In PA2, which acts as a prequel, concurrent movie, and sequel all at once, Katie's sister Kristi has just had a baby boy with her husband Dan, adding to their household that includes a daughter, Ali, from Don's previous relationship, a superstitious Hispanic nanny named Martine (magical non-white person alert), and a German Shepherd. When strange things start happening around their house, all the women in the house have strong reactions: Kristi recalls some childhood hauntings, Martine burns incense and chants to keep the demon at bay, Ali is at first excited but changes her mind once she does a little research. The dog worriedly stands guard over the baby.

All is for naught, though, because Dan is the kind of guy who will blame a supernaturally-slammed door on the wind and refuses to listen to any arguments to the contrary. No action is taken, as his opinion is apparently the only one that matters. Hell, even the (female) dog's agitated barking goes unheeded, except by the demon, who puts her in puppy hospital. When events finally escalate beyond Dan's ability to explain away, the solution Martine presents is horrifying: they will use a crucifix to transfer the demon to the next blood relative, Katie, thus setting the events of PA1 in motion. Ali protests, but Dan whips out a line that echoes Micah's--"It's my house, it's my wife and my son. This is my decision."

All of this becomes even more interesting once you consider the fact that neither PA1 nor 2 employed a conventional script. Instead they used "retro-scripting," in which the director laid out basic scenarios and plot developments then let the actors make up their own dialogue. Now, it is entirely possible that two separate directors instructed their lead actors to go the route of chest-thumping king of the house, but it's also possible that the actors went that way on their own. I tend to believe the latter: in both films there was a sense of hesitancy on the actors' parts before they committed to claiming dominance over their house and everyone (female) within it; once they had, then it was full-steam ahead. That says a lot about how engrained that kind of male dominance still is in our households and especially in our marriages.

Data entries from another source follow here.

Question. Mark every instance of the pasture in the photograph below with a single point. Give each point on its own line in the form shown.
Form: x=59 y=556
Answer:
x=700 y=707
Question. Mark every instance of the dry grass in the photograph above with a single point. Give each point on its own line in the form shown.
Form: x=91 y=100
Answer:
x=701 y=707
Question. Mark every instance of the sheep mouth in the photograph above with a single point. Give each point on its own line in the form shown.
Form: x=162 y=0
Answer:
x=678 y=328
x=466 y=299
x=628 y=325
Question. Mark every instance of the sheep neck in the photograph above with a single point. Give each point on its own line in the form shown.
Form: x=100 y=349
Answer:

Except then it backfires, in both cases, rather spectacularly. In PA1, Micah's taunting and the toxic energy around their marital squabbles allow the demon to worm its way into Katie's head. Her first act of possession is to kill Micah. She then saunters over to PA2 and the Reys' house, where she snaps Dan's neck like a twig and kills Kristi.

I hesitate to call this a feminist commentary, both because it's still an otherworldly force attempting to possess the bodies of women, and Kristi is about as innocent and powerless a victim as one can find. However, the movies subtly make the point that the demonic possession is almost beside the point: these women have already lost control over their lives and bodies to the men in their homes.

1 comment:

  1. Contining on from the last para, maybe that is the point - the women have lost control to the men in their lives and boy do the men pay for it.

    Maybe the film is saying we need to change how we do things to survive.

    I've seen research and theories by anthropologists and archeologists that we're slowly moving back to the way things were and should have stayed in the days of settlements like Chatal Huyuk. men and women were equal, but had their own seperate tasks, but they worked together and the system thrived.

    maybe the films' saying, we need to get there faster.